I got a question concerning positive semidefinite matrices. Given a positive semidefinite matrix $M\in \mathbb{R}^{n\times n}$, we know that its trace $\text{tr}(M)$ equals to the sum of its eigenvalues. Now I have a gram matrix $M\in \mathbb{R}^{n\times n}$ with $1$ as its diagonal elements. Then $$ \text{tr}(M) = \lambda_1 + \cdots +\lambda_n = n. $$ Here $\lambda_1\ge\cdots\ge\lambda_n$ are eigenvalues of $M$. We consider the converse of the problem: given $\mu_1\ge\cdots\ge\mu_n$, with $\sum_{i=1}^n \mu_i = n$, can we construct a diagonal-1 gram matrix with $\mu_1\ge\cdots\ge\mu_n$ as its eigenvalues?
My Trials:
For $n=2$ this is true, since the matrix \begin{pmatrix} 1 & a \\ a & 1 \end{pmatrix} has eigenvalues $1+a$ and $1-a$, for $a\in[-1,1]$. This might be useful for induction.

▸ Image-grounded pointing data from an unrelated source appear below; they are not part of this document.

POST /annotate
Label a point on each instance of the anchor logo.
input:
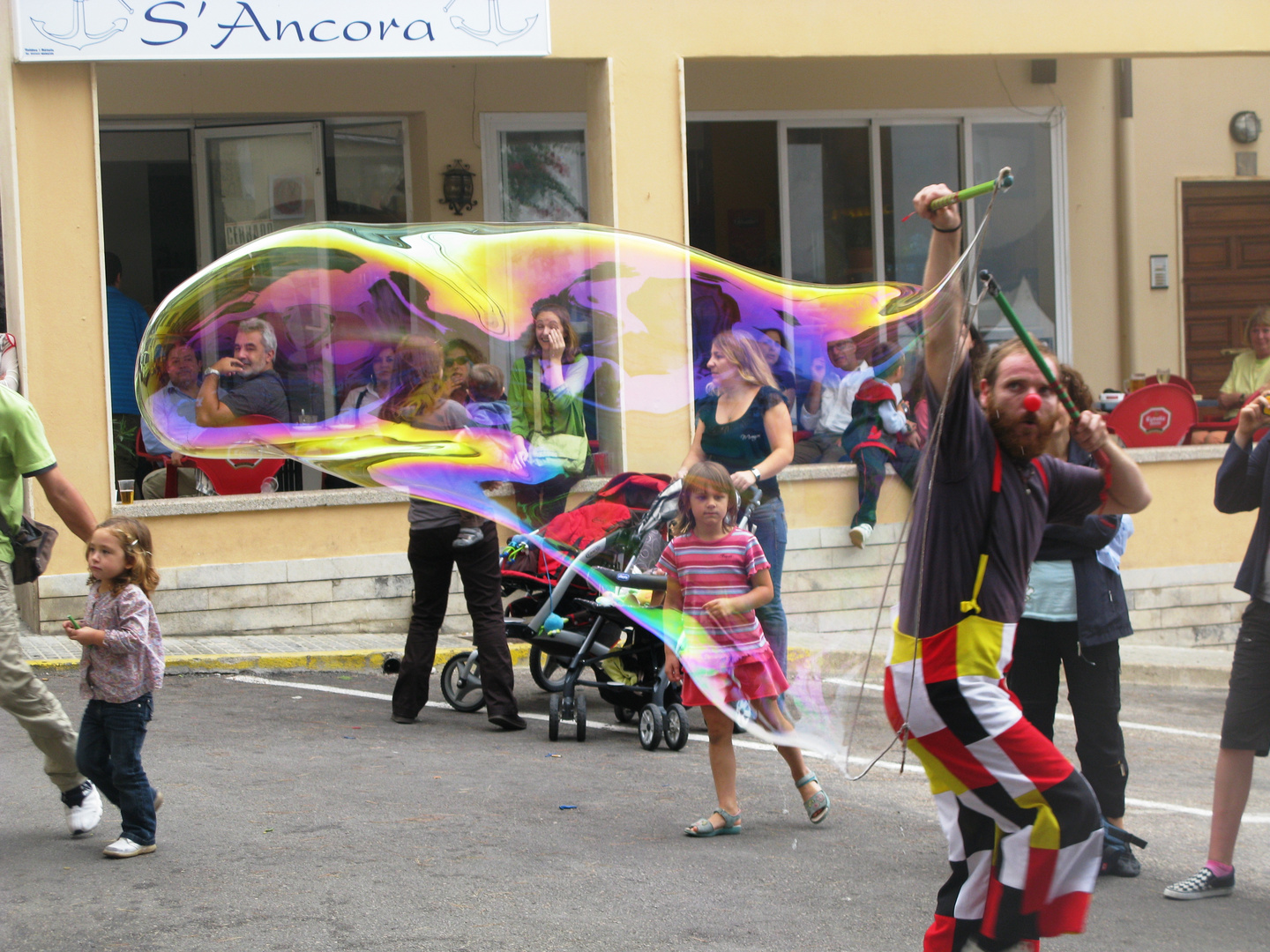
(494, 28)
(80, 37)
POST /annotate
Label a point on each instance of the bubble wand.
(1032, 401)
(1004, 181)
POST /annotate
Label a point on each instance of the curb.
(277, 661)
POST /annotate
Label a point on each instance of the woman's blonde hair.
(743, 353)
(417, 383)
(1260, 315)
(704, 476)
(138, 560)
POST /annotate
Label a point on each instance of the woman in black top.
(744, 424)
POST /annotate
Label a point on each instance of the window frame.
(494, 123)
(966, 120)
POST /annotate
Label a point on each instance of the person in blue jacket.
(1243, 485)
(1073, 619)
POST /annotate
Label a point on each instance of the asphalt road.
(297, 819)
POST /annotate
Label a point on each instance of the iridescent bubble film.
(400, 358)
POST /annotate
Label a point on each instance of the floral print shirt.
(130, 663)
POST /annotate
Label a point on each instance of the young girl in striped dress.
(718, 576)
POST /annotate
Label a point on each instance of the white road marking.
(743, 744)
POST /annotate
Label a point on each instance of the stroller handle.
(634, 580)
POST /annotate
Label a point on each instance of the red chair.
(1156, 415)
(236, 478)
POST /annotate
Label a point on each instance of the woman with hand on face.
(744, 424)
(380, 374)
(545, 397)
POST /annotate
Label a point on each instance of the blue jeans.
(767, 524)
(109, 755)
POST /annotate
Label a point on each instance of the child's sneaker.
(83, 807)
(1203, 885)
(122, 848)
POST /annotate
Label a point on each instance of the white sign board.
(277, 29)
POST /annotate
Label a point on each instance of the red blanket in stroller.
(587, 524)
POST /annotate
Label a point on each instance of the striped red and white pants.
(1024, 828)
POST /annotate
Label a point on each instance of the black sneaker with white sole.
(1203, 885)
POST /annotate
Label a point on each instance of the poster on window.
(277, 29)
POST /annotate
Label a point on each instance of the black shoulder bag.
(32, 547)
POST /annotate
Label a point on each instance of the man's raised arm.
(943, 320)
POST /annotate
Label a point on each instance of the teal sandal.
(704, 828)
(818, 804)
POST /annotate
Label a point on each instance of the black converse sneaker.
(1203, 885)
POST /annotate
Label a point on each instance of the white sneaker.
(123, 847)
(83, 809)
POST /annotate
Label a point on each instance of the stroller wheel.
(651, 726)
(546, 669)
(554, 718)
(676, 727)
(460, 683)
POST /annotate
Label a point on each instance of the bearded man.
(1024, 828)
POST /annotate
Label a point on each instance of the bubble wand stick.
(1005, 179)
(993, 290)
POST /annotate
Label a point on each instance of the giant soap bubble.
(376, 326)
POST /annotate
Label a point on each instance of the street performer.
(1024, 828)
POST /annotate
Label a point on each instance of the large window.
(845, 181)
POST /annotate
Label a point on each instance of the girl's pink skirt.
(736, 675)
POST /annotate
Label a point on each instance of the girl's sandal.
(704, 828)
(818, 804)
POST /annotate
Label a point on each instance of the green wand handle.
(1036, 355)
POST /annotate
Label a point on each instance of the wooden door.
(1226, 256)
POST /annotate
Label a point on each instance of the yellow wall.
(634, 71)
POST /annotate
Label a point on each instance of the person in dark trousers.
(417, 400)
(1243, 485)
(1073, 619)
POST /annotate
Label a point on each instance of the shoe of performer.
(83, 807)
(122, 848)
(1203, 885)
(1117, 859)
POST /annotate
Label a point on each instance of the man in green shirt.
(26, 452)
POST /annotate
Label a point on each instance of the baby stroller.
(551, 605)
(616, 637)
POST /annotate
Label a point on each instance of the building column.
(56, 305)
(635, 167)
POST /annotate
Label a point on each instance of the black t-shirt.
(741, 444)
(258, 394)
(952, 518)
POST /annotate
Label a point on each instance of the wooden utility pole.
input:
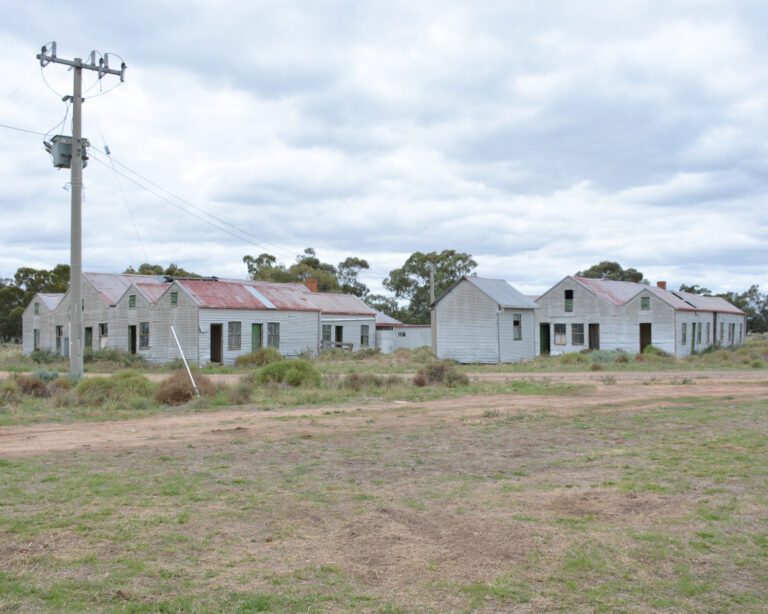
(46, 56)
(432, 318)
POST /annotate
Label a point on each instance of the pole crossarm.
(102, 67)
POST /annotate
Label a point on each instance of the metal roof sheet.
(112, 286)
(502, 293)
(382, 319)
(152, 291)
(710, 303)
(50, 300)
(620, 292)
(234, 294)
(340, 304)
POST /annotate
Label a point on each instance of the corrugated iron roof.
(50, 300)
(238, 294)
(710, 303)
(151, 291)
(501, 292)
(620, 292)
(382, 319)
(112, 286)
(340, 304)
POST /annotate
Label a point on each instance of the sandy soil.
(630, 391)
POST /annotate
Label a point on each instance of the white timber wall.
(184, 318)
(513, 350)
(467, 326)
(299, 331)
(351, 329)
(587, 309)
(43, 322)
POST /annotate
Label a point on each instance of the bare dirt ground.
(635, 390)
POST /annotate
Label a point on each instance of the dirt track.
(631, 391)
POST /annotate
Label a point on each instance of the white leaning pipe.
(189, 372)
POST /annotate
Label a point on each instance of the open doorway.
(217, 347)
(132, 339)
(544, 347)
(594, 336)
(645, 336)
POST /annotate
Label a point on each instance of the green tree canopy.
(16, 294)
(608, 269)
(411, 281)
(172, 269)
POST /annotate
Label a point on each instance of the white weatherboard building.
(481, 320)
(392, 334)
(215, 320)
(580, 313)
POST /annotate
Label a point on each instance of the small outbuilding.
(480, 320)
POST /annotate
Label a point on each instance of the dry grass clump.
(361, 381)
(441, 373)
(259, 358)
(122, 389)
(293, 373)
(176, 389)
(32, 386)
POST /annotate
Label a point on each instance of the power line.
(22, 130)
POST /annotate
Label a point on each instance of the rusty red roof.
(239, 294)
(112, 286)
(341, 304)
(620, 292)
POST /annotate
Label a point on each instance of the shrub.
(31, 385)
(9, 392)
(360, 381)
(443, 373)
(47, 376)
(44, 357)
(573, 358)
(177, 389)
(291, 372)
(121, 388)
(114, 356)
(259, 358)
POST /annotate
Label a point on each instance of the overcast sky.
(540, 137)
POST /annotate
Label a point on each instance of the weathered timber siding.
(521, 349)
(351, 328)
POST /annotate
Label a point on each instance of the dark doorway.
(594, 336)
(544, 339)
(693, 337)
(132, 339)
(645, 336)
(217, 337)
(255, 337)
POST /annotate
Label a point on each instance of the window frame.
(561, 335)
(574, 339)
(273, 335)
(234, 335)
(143, 335)
(517, 327)
(568, 301)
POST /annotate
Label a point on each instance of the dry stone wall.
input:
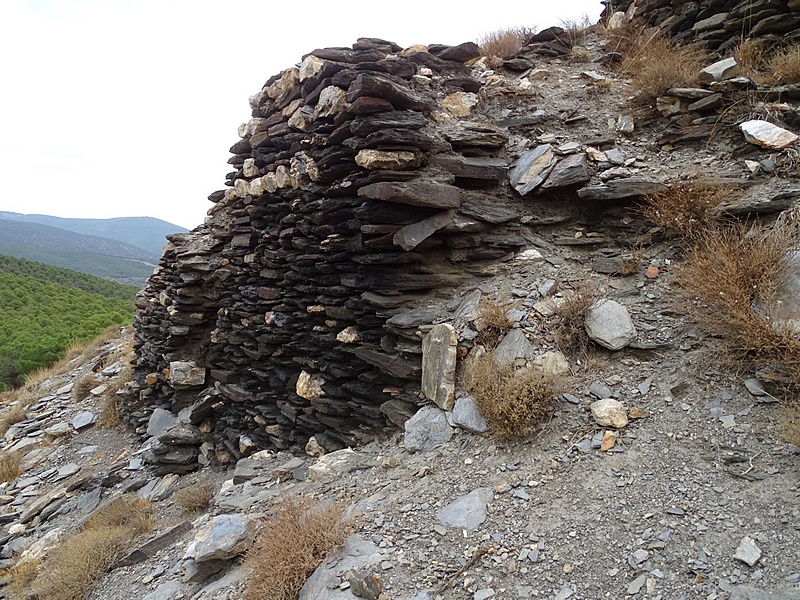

The diagonal-1 gram matrices form a convex, compact space(denoted by $T$). The mapping $\mathcal{A}:T\to U=\{\vec{\mu}\in\mathbb{R}^n:\sum_{i=1}^n\mu_i=n,~\mu_1\ge\cdots\ge\mu_n\ge0\}$, that sends $M$ to it ordered eigenvalues, is continuous. This shows that at least the $i$-th eigenvalue of $M$ can range from $1$ to $n$ for $i=1$, and $0$ to $n/i$ for $i\ge 1$ by intermediate value theorem . But seems hard for generalization. How to prove $\mathcal{A}$ is surjective?
An important characterization of eigenvalues is the Courant-Fisher theorem. I considered this but didn't get further inspiration.
$M = \Gamma'\Gamma$, where $\Gamma=[\gamma_1,\cdots,\gamma_n]$. Since the diagonal entries of $M$ are all one, $\|\gamma_i\|=1$. If we consider the quadratic form $\beta'M\beta$ with $\|\beta\|=1$, the resulting surface is an ellipsoid whose semi-axes are determined by the eigenvalues of $M$. This inspires me that there is a geometric correspondence between an arbitrary group of unit bases \in $\mathbb{R}^n$ and ellipsoids whose semis-axes satisfies the condition $\sum_{i=1}^n(1/a_i^2)=n$. So I guess this conclusion is very likely to be correct. Could anyone offer a rigorous proof? Thanks!
This can be proved to be correct via Schur-Horn's Theorem!! The majorization trick is so amazing. See the classic, Matrix Analysis!